I set my feet on the floor and pull myself back into my desk, grabbing the phone to connect with our lead graphic designer, ready to have their ass. “Send me the contact for the brand,now.”

“Are you sure you don’t wanna talk about your sex life first?” he tries, standing from the chair like a student being dismissed from the principal’s office.

“No sex talk for you today. Next time, lead with the bad shit so we can fix it first and then we can talk about my sex life,” I huff, waiting for the line to be picked up.

“Fine,” he grumbles, walking out of my office like a dog with its tail between its legs.

As he goes, and the line rings, my brain shoots back to my night with Malcolm and the strange tingly feeling I got in my stomach when Dale asked about him returns. I try to think about what the feeling is or where it comes from when a voice cuts through on the other end of the phone. “Hello?”
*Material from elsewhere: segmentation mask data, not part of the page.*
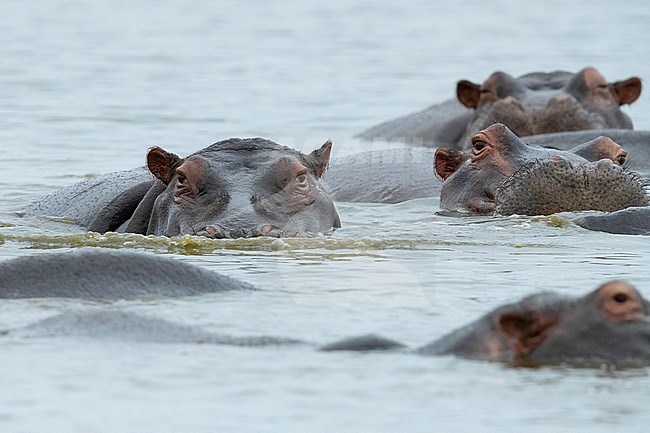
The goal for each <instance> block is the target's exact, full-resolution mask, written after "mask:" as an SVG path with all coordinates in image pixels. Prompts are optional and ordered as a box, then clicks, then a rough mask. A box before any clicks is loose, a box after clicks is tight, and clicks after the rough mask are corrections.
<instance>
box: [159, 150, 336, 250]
mask: <svg viewBox="0 0 650 433" xmlns="http://www.w3.org/2000/svg"><path fill="white" fill-rule="evenodd" d="M331 148H332V143H331V141H328V142H326V143H325V144H324V145H323V146H322V147H321V148H319V149H317V150H315V151H313V152H312V153H311V154H309V155H305V154H303V153H300V152H298V151H296V150H293V149H290V148H287V147H284V146H280V145H278V144H277V143H274V142H272V141H270V140H265V139H261V138H252V139H235V138H233V139H230V140H225V141H221V142H218V143H215V144H213V145H212V146H210V147H208V148H206V149H203V150H201V151H199V152H197V153H195V154H193V155H190V156H189V157H187V158H184V159H181V158H179V157H178V156H176V155H174V154H172V153H168V152H166V151H164V150H163V149H161V148H159V147H154V148H151V149H149V152H148V154H147V166H148V168H149V170H150V171H151V173H152V174H153V175H154V176H155V177H156V178H157V179H158V180H159V181H160V182H162V184H163V185H162V186H160V188H161V189H162V188H164V190H162V191H161V192H160V194H159V195H158V197H157V198H156V199H155V202H154V203H153V208H152V210H151V218H150V219H149V227H148V229H147V234H155V235H165V236H174V235H180V234H193V235H203V236H207V237H210V238H236V237H252V236H274V237H280V236H283V237H291V236H310V235H315V234H318V233H323V232H327V231H330V230H331V229H332V228H337V227H340V220H339V217H338V214H337V212H336V209H335V208H334V204H333V202H332V200H331V199H330V198H329V197H328V196H327V195H326V194H325V193H324V192H323V191H322V190H321V188H320V186H319V184H318V179H319V178H320V177H321V175H322V174H323V172H324V171H325V169H326V167H327V164H328V162H329V158H330V152H331Z"/></svg>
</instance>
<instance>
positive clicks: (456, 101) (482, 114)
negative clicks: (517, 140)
mask: <svg viewBox="0 0 650 433" xmlns="http://www.w3.org/2000/svg"><path fill="white" fill-rule="evenodd" d="M641 88H642V84H641V80H640V79H639V78H638V77H630V78H628V79H625V80H621V81H616V82H608V81H607V80H606V79H605V78H604V77H603V76H602V74H601V73H600V72H599V71H598V70H596V69H595V68H592V67H586V68H584V69H582V70H581V71H579V72H577V73H571V72H565V71H556V72H551V73H543V72H533V73H529V74H526V75H522V76H520V77H518V78H514V77H512V76H511V75H509V74H507V73H505V72H500V71H499V72H495V73H493V74H492V75H491V76H490V77H488V79H487V80H485V82H483V83H482V84H476V83H472V82H471V81H468V80H460V81H459V82H458V83H457V88H456V96H457V100H456V101H454V100H449V101H446V102H443V103H442V104H437V105H433V106H431V107H429V108H427V109H425V110H423V111H420V112H418V113H413V114H411V115H408V116H404V117H401V118H398V119H395V120H392V121H388V122H385V123H382V124H380V125H378V126H375V127H373V128H370V129H368V130H366V131H364V132H362V133H361V134H359V137H360V138H362V139H365V140H373V139H378V140H390V141H402V142H406V143H409V144H413V145H420V146H422V145H423V146H431V147H438V146H445V147H450V148H455V149H467V148H469V146H470V139H471V137H472V136H473V135H474V134H476V133H477V132H479V131H480V130H482V129H485V128H487V127H488V126H489V125H491V124H493V123H496V122H498V123H503V124H505V125H507V126H508V127H509V128H510V129H511V130H512V131H513V132H514V133H515V134H517V135H518V136H520V137H522V136H528V135H536V134H547V133H552V132H558V131H577V130H587V129H606V128H623V129H631V128H632V121H631V120H630V118H629V117H628V116H627V115H626V114H625V113H623V112H622V111H621V109H620V107H621V106H622V105H626V104H631V103H633V102H635V101H636V100H637V99H638V97H639V95H640V94H641Z"/></svg>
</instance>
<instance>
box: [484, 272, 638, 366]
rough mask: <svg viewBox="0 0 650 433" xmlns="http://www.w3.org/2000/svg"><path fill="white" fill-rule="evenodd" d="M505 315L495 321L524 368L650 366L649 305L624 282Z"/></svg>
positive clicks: (525, 301) (518, 361)
mask: <svg viewBox="0 0 650 433" xmlns="http://www.w3.org/2000/svg"><path fill="white" fill-rule="evenodd" d="M525 303H526V301H523V302H522V303H521V304H518V305H515V306H514V307H512V308H509V309H506V310H504V311H501V312H500V313H499V314H498V316H497V317H496V323H497V326H498V329H499V332H500V333H501V337H502V339H501V341H505V342H507V343H506V344H507V345H508V349H507V350H508V351H510V352H511V353H512V356H513V361H514V362H515V363H519V364H524V365H527V364H533V365H538V364H559V363H571V364H578V365H599V364H600V363H608V364H616V365H636V364H643V365H647V364H648V362H650V316H648V313H649V312H650V304H649V303H648V301H646V300H645V299H643V297H642V296H641V294H640V293H639V292H638V291H637V290H636V289H635V288H634V287H632V286H631V285H629V284H628V283H626V282H624V281H611V282H609V283H606V284H604V285H602V286H600V287H599V288H598V289H596V290H595V291H593V292H592V293H590V294H588V295H586V296H583V297H581V298H579V299H575V300H569V299H567V300H564V301H557V300H555V301H554V302H552V303H551V305H550V306H549V307H550V308H546V311H544V310H543V309H537V310H535V309H529V308H527V307H525V306H524V307H523V308H522V306H523V304H525Z"/></svg>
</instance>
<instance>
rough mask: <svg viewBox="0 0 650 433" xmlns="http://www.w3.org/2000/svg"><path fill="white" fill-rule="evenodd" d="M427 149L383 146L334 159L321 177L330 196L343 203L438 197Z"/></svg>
mask: <svg viewBox="0 0 650 433" xmlns="http://www.w3.org/2000/svg"><path fill="white" fill-rule="evenodd" d="M434 152H435V151H434V150H433V149H428V148H417V147H412V148H402V149H385V150H377V151H370V152H362V153H359V154H356V155H350V156H346V157H343V158H337V159H334V160H333V161H332V163H331V164H330V167H329V169H328V170H327V173H325V176H324V181H323V183H324V187H325V190H326V191H327V192H328V193H329V195H330V196H331V197H332V199H334V200H336V201H345V202H366V203H401V202H403V201H407V200H412V199H417V198H426V197H438V196H439V195H440V186H441V185H442V184H441V182H440V181H439V180H438V179H437V178H436V176H435V174H434V172H433V169H432V168H431V161H433V157H434Z"/></svg>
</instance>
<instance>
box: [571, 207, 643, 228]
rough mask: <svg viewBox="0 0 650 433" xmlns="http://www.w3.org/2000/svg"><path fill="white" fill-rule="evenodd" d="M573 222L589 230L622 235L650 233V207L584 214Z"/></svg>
mask: <svg viewBox="0 0 650 433" xmlns="http://www.w3.org/2000/svg"><path fill="white" fill-rule="evenodd" d="M573 222H575V223H576V224H578V225H579V226H580V227H583V228H586V229H589V230H596V231H601V232H607V233H614V234H622V235H650V207H649V206H645V207H629V208H627V209H622V210H619V211H616V212H610V213H604V214H599V215H584V216H581V217H578V218H576V219H574V220H573Z"/></svg>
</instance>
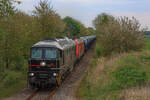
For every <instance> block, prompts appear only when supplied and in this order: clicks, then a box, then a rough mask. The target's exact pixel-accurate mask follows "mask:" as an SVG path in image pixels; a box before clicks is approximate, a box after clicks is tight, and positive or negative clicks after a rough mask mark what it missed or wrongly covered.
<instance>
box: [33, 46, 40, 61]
mask: <svg viewBox="0 0 150 100" xmlns="http://www.w3.org/2000/svg"><path fill="white" fill-rule="evenodd" d="M31 58H33V59H41V58H42V49H40V48H34V49H32V51H31Z"/></svg>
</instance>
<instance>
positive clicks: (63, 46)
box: [28, 36, 96, 88]
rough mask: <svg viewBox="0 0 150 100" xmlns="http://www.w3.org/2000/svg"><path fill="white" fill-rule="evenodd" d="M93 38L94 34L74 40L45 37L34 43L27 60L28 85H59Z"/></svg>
mask: <svg viewBox="0 0 150 100" xmlns="http://www.w3.org/2000/svg"><path fill="white" fill-rule="evenodd" d="M94 40H96V36H86V37H82V38H81V37H80V38H76V39H74V40H73V39H69V38H67V37H59V38H47V39H44V40H42V41H39V42H38V43H36V44H34V45H33V46H32V47H31V50H30V58H29V61H28V64H29V68H28V84H29V86H30V87H32V88H34V87H47V86H51V85H60V84H61V82H62V80H64V79H65V77H66V76H67V75H68V73H70V72H71V71H72V70H73V68H74V65H75V64H76V63H77V61H78V60H80V59H81V57H82V56H83V55H84V52H85V50H87V49H88V48H89V47H90V45H91V44H92V43H93V42H94Z"/></svg>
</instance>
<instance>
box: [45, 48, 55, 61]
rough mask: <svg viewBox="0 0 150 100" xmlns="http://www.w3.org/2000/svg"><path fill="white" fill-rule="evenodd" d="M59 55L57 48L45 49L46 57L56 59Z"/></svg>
mask: <svg viewBox="0 0 150 100" xmlns="http://www.w3.org/2000/svg"><path fill="white" fill-rule="evenodd" d="M56 56H57V51H56V49H46V50H45V59H55V58H56Z"/></svg>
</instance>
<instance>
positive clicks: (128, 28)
mask: <svg viewBox="0 0 150 100" xmlns="http://www.w3.org/2000/svg"><path fill="white" fill-rule="evenodd" d="M99 16H101V15H99ZM99 16H98V17H97V18H96V19H95V20H94V24H95V28H96V31H97V32H98V33H99V44H100V47H101V49H102V53H103V55H110V54H112V53H121V52H129V51H131V50H140V49H141V48H142V47H143V46H144V43H145V42H144V36H143V33H144V31H145V29H143V28H141V27H140V26H141V24H140V23H139V21H138V20H136V19H135V18H134V17H133V18H132V19H129V18H128V17H118V18H114V17H112V16H111V17H109V18H108V17H107V18H105V17H99ZM101 18H102V19H101ZM110 18H111V19H110ZM104 19H105V20H104ZM97 21H98V22H97Z"/></svg>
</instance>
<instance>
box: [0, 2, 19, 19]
mask: <svg viewBox="0 0 150 100" xmlns="http://www.w3.org/2000/svg"><path fill="white" fill-rule="evenodd" d="M14 3H18V4H20V3H21V2H20V1H14V0H0V17H8V16H11V15H13V14H14V12H15V10H16V9H15V6H13V4H14Z"/></svg>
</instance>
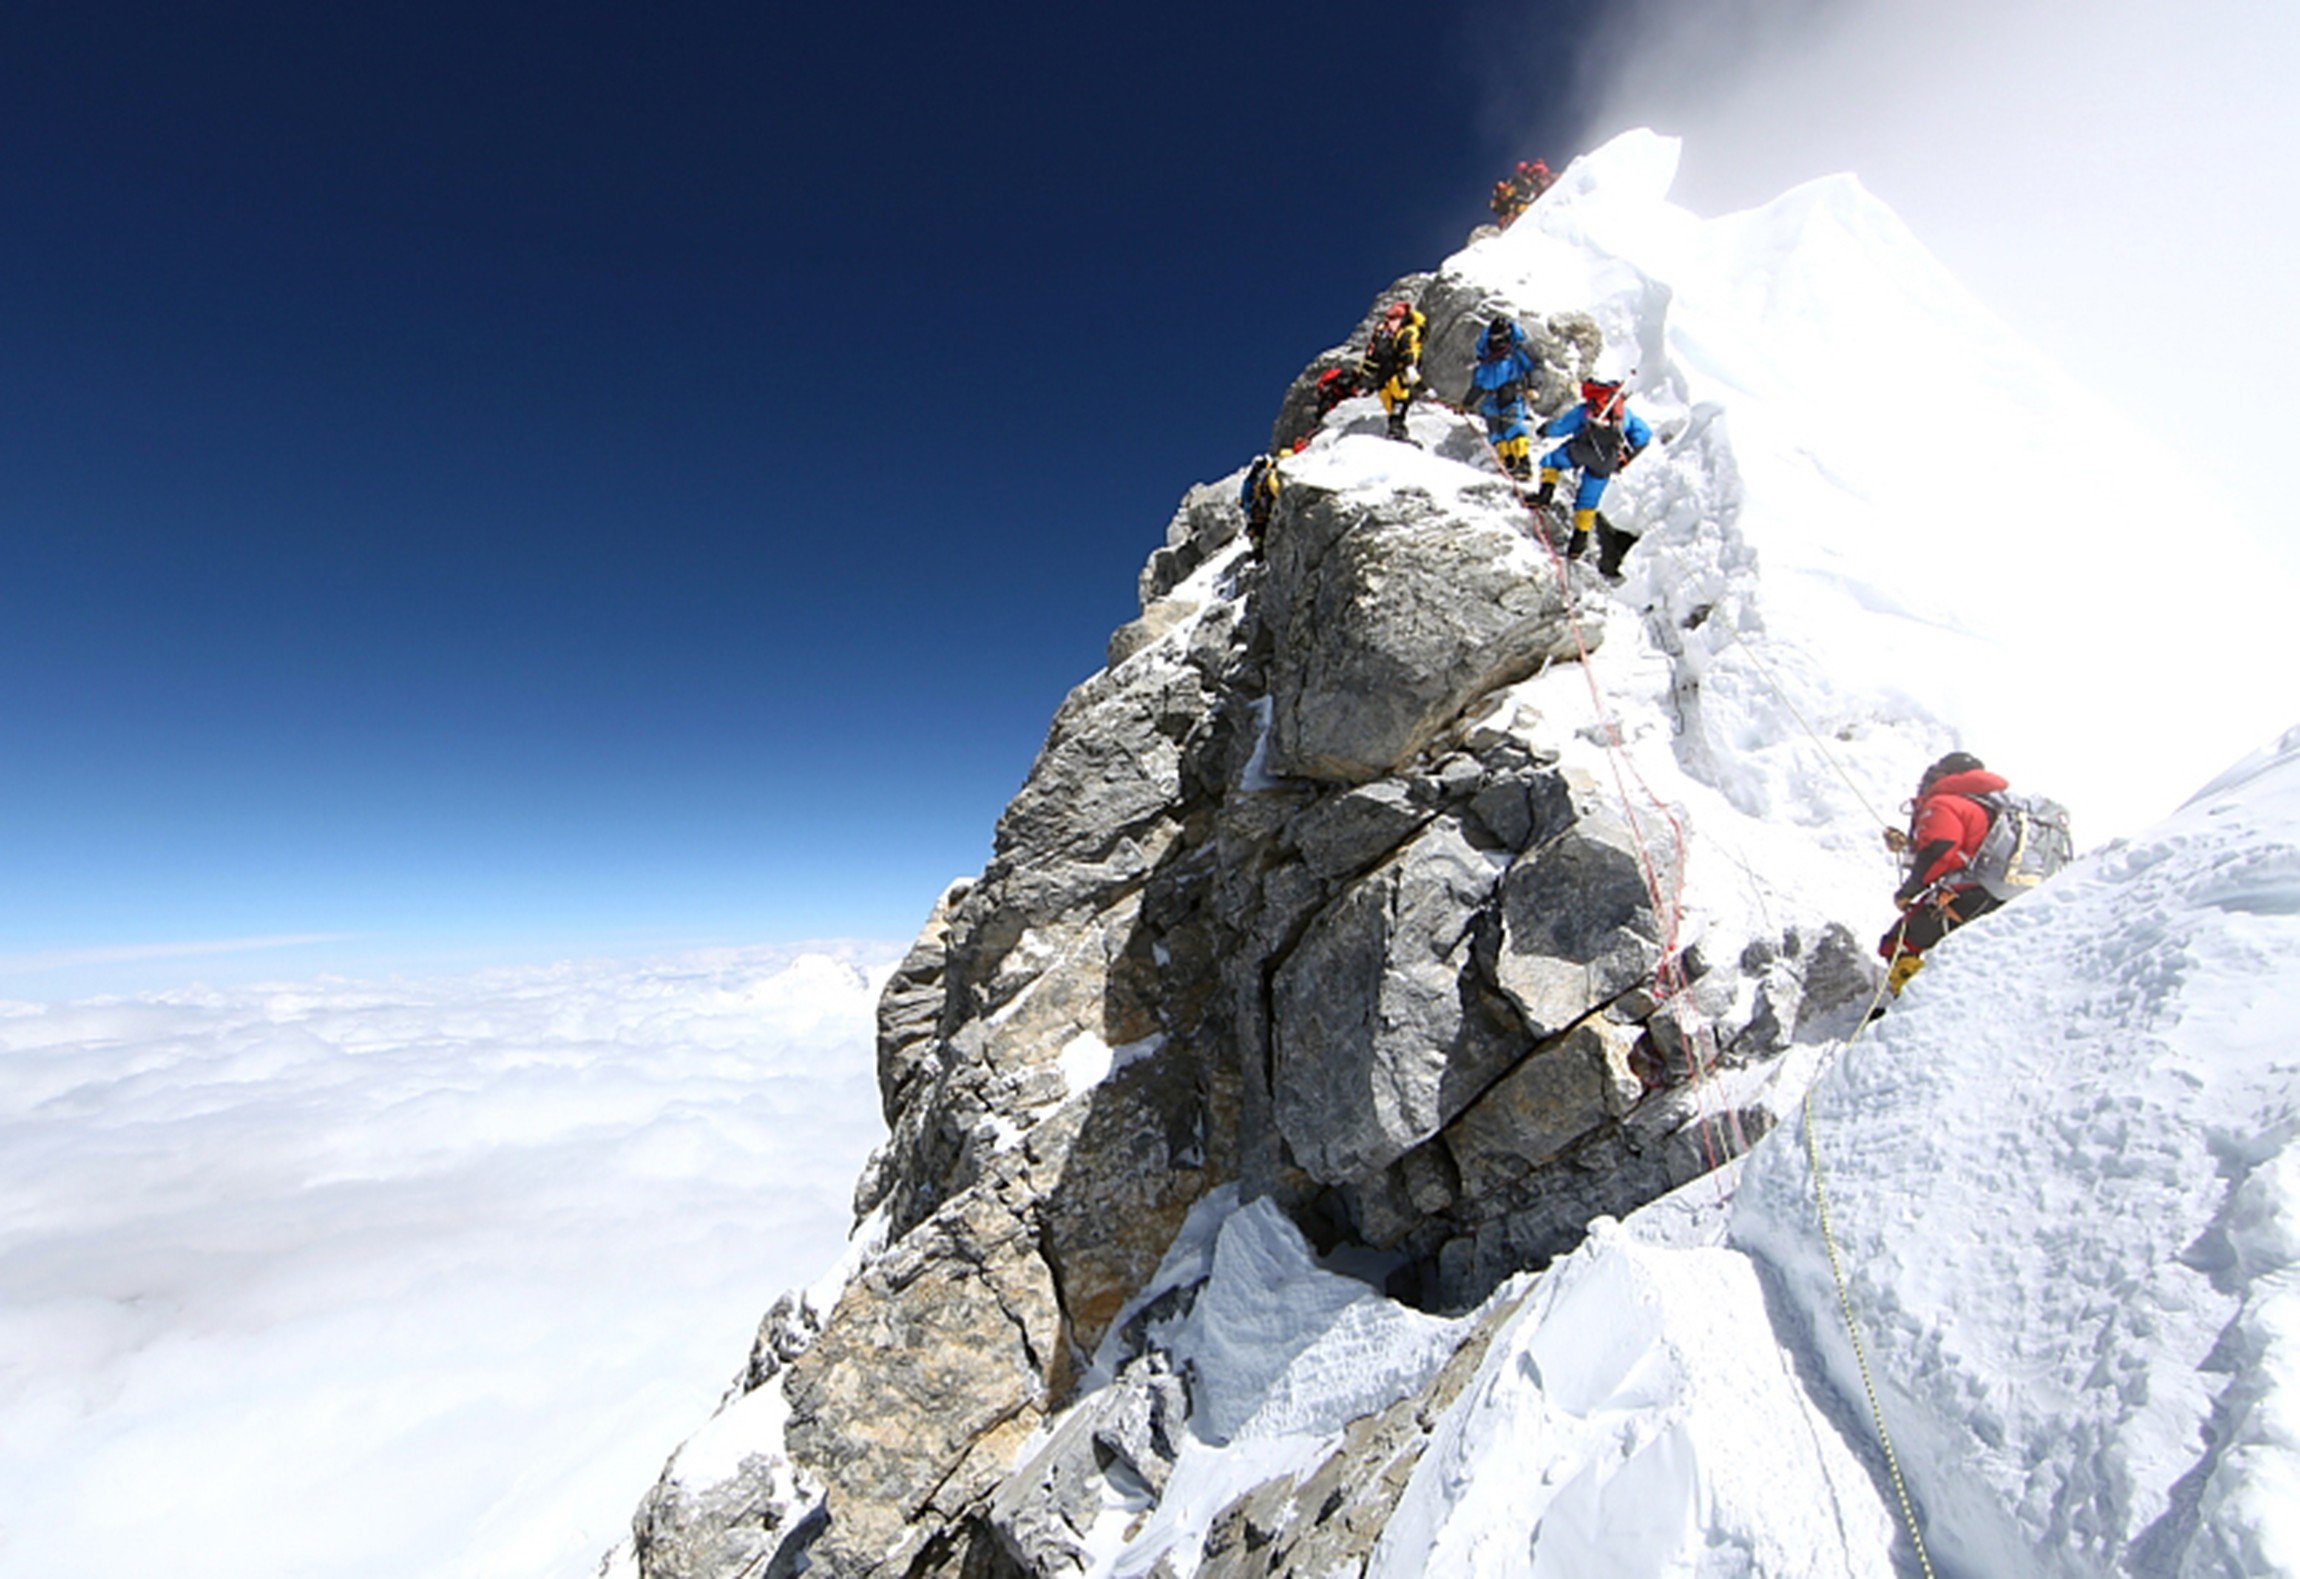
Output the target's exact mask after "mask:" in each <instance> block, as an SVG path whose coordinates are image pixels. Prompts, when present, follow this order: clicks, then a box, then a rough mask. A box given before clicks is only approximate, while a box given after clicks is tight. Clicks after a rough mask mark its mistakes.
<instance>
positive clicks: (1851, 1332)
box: [1806, 981, 1932, 1579]
mask: <svg viewBox="0 0 2300 1579" xmlns="http://www.w3.org/2000/svg"><path fill="white" fill-rule="evenodd" d="M1881 1002H1884V981H1877V991H1875V993H1872V995H1870V1007H1868V1009H1863V1011H1861V1023H1858V1025H1856V1027H1854V1034H1852V1037H1847V1039H1845V1050H1847V1053H1849V1050H1852V1046H1854V1043H1856V1041H1861V1032H1865V1030H1868V1025H1870V1016H1872V1014H1877V1004H1881ZM1819 1083H1822V1080H1819V1073H1815V1078H1812V1085H1808V1087H1806V1165H1808V1168H1810V1170H1812V1200H1815V1204H1817V1207H1819V1211H1822V1246H1824V1248H1826V1250H1829V1276H1831V1278H1833V1280H1835V1285H1838V1310H1842V1312H1845V1335H1847V1338H1852V1340H1854V1363H1856V1365H1858V1368H1861V1391H1863V1393H1868V1400H1870V1418H1872V1420H1875V1423H1877V1443H1879V1446H1881V1448H1884V1466H1886V1471H1888V1473H1891V1476H1893V1496H1898V1499H1900V1522H1902V1528H1907V1531H1909V1545H1911V1547H1916V1565H1918V1568H1923V1570H1925V1579H1932V1558H1930V1556H1927V1554H1925V1535H1923V1531H1918V1528H1916V1508H1914V1505H1911V1503H1909V1485H1907V1482H1904V1480H1902V1478H1900V1455H1898V1453H1893V1432H1888V1430H1886V1427H1884V1404H1879V1402H1877V1381H1875V1377H1870V1368H1868V1345H1863V1342H1861V1324H1858V1322H1856V1319H1854V1296H1852V1292H1849V1289H1847V1287H1845V1262H1842V1257H1838V1230H1835V1223H1831V1218H1829V1181H1826V1177H1824V1174H1822V1145H1819V1140H1817V1138H1815V1133H1812V1092H1815V1089H1817V1087H1819Z"/></svg>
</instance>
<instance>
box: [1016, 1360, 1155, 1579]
mask: <svg viewBox="0 0 2300 1579" xmlns="http://www.w3.org/2000/svg"><path fill="white" fill-rule="evenodd" d="M1187 1418H1189V1393H1187V1391H1185V1388H1182V1379H1180V1377H1175V1374H1173V1372H1168V1370H1166V1368H1164V1363H1162V1358H1159V1356H1145V1358H1141V1361H1136V1363H1134V1365H1129V1368H1127V1370H1125V1372H1122V1374H1120V1377H1118V1381H1113V1384H1111V1386H1106V1388H1102V1391H1099V1393H1095V1395H1093V1397H1090V1400H1086V1402H1083V1404H1081V1407H1079V1409H1074V1411H1070V1414H1067V1416H1065V1418H1063V1423H1060V1425H1058V1427H1056V1430H1053V1434H1051V1436H1049V1439H1047V1443H1044V1446H1042V1448H1040V1450H1037V1453H1033V1455H1030V1457H1028V1459H1026V1462H1024V1464H1021V1466H1019V1469H1017V1471H1014V1473H1012V1476H1007V1480H1005V1485H1003V1487H1001V1489H998V1494H996V1496H994V1499H991V1508H989V1526H991V1531H996V1535H998V1545H1001V1549H1003V1551H1005V1556H1007V1558H1010V1561H1012V1563H1014V1565H1017V1568H1019V1570H1021V1572H1026V1574H1030V1577H1033V1579H1067V1577H1070V1574H1083V1572H1086V1570H1088V1565H1090V1551H1088V1535H1090V1533H1093V1528H1095V1522H1097V1519H1099V1517H1102V1512H1104V1508H1106V1496H1104V1494H1106V1487H1111V1485H1113V1482H1116V1485H1118V1487H1122V1489H1125V1492H1132V1494H1136V1496H1143V1499H1152V1501H1155V1499H1157V1496H1159V1494H1162V1492H1164V1489H1166V1478H1168V1476H1171V1473H1173V1462H1175V1457H1180V1453H1182V1432H1185V1423H1187Z"/></svg>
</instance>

“What the hell do you think you’re doing pulling a stunt like that?” I bark into the phone.

4

MALCOLM

The following Wednesday I’m wiping down the counters at Butcher and Block—the bar and restaurant I’ve worked at for the last five years. Another connection from my sponsor, Marshall, that helped save me when I needed it most. He actually owns the bar and when he isn’t at the training center, he can be found here.

Butcher and Block, while unbeknownst to its patrons, is a space for healing and detoxing. I’ll never forget the first time he brought me here in his 1970’s Ford Mustang after an N.A. meeting we’d attended. I’d just been released from the rehab program I’d checked into—with the not so gentle push of my friends, I might add—and part of my terms of release were to attend weekly meetings. When I walked into the old gymnasium with metal fold out chairs sitting in a circle, I couldn’t feel more out of place. But Marshall walked right up to me, introduced himself, and took me under his wing. He and I bonded instantly and when he offered to be my sponsor, I didn’t say no. After months of feeling like I was slipping beneath the surface, drowning in my own self destruction, it was as if he had extended a hand to pull me out of the raging water.